WebRISE: Requirement-Induced State Evaluation for MLLM-Generated Web Artifacts

Source: arXiv:2606.03220 · Published 2026-06-02 · By Yuxin Meng, Yuhan Suo, Junjie Wang, Yuhan Sun, Yiyao Yu, Ruixu Zhang et al.

TL;DR

WebRISE addresses a major evaluation gap in benchmarks for multimodal large language model (MLLM)-generated interactive web artifacts. Existing protocols focus on local visual or script-based signals without explicitly modeling requirement-induced states and transitions that determine whether a generated webpage actually works as intended. To fix this, WebRISE introduces requirement-driven Interaction Contract Graphs (ICGs) that represent stable UI states, user-intent transitions, and DOM/visual assertions for verifying behavior. It then evaluates 442 tasks spanning five input modalities (Text, Markdown, Sketch, Image, Video) against these contracts using adaptive browser agents, reporting detailed state, transition, and requirement-level conformance metrics.

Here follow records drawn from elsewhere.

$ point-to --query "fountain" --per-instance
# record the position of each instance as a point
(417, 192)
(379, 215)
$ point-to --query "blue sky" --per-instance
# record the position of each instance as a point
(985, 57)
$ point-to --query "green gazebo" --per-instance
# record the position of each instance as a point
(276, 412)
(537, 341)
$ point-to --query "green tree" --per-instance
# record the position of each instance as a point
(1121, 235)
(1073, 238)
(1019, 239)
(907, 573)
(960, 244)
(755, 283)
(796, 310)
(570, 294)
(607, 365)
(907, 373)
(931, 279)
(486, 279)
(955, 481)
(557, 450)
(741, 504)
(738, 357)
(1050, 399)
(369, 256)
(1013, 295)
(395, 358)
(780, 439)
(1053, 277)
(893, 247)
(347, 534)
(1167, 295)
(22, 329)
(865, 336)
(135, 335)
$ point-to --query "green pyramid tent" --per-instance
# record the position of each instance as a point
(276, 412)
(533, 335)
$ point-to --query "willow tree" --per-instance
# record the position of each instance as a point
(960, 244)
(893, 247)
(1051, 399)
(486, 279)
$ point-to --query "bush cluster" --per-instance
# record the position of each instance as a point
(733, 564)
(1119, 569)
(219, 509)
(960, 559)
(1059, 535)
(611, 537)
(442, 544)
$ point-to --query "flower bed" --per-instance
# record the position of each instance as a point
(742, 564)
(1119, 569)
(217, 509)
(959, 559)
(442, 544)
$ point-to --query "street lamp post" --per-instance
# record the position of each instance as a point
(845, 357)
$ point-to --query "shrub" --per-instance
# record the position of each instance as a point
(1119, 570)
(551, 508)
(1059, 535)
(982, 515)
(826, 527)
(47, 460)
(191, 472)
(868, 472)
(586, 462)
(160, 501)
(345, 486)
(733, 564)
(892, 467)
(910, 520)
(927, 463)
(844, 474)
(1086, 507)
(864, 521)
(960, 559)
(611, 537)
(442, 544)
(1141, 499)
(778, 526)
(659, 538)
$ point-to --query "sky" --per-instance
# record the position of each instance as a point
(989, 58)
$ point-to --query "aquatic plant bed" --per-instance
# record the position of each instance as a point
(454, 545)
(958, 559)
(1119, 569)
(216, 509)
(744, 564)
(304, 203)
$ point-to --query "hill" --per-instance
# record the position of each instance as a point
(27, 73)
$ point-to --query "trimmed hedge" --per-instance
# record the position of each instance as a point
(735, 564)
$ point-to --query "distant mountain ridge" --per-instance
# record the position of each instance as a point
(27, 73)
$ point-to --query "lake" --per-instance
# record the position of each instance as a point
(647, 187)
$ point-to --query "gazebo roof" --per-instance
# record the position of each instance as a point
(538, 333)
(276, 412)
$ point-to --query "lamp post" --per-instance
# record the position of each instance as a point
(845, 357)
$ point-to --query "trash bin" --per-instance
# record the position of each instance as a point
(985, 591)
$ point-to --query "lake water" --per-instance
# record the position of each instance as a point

Evaluated across 14 prominent MLLMs, WebRISE reveals that even the strongest models reach only about 66% transition validity and requirement coverage, leaving a large gap to fully functional interactive web generation. Moreover, visual quality metrics are poorly correlated with behavioral correctness, confirming that appearance is an unreliable proxy for usability. Video-based input improves interactive compliance significantly (+10.6 percentage points on implicit constraints) compared to Text. Defect injection experiments show that ICG-based evaluation finds state errors at a 2x to 16x higher rate than prior checkpoint-style methods, demonstrating superior diagnostic sensitivity.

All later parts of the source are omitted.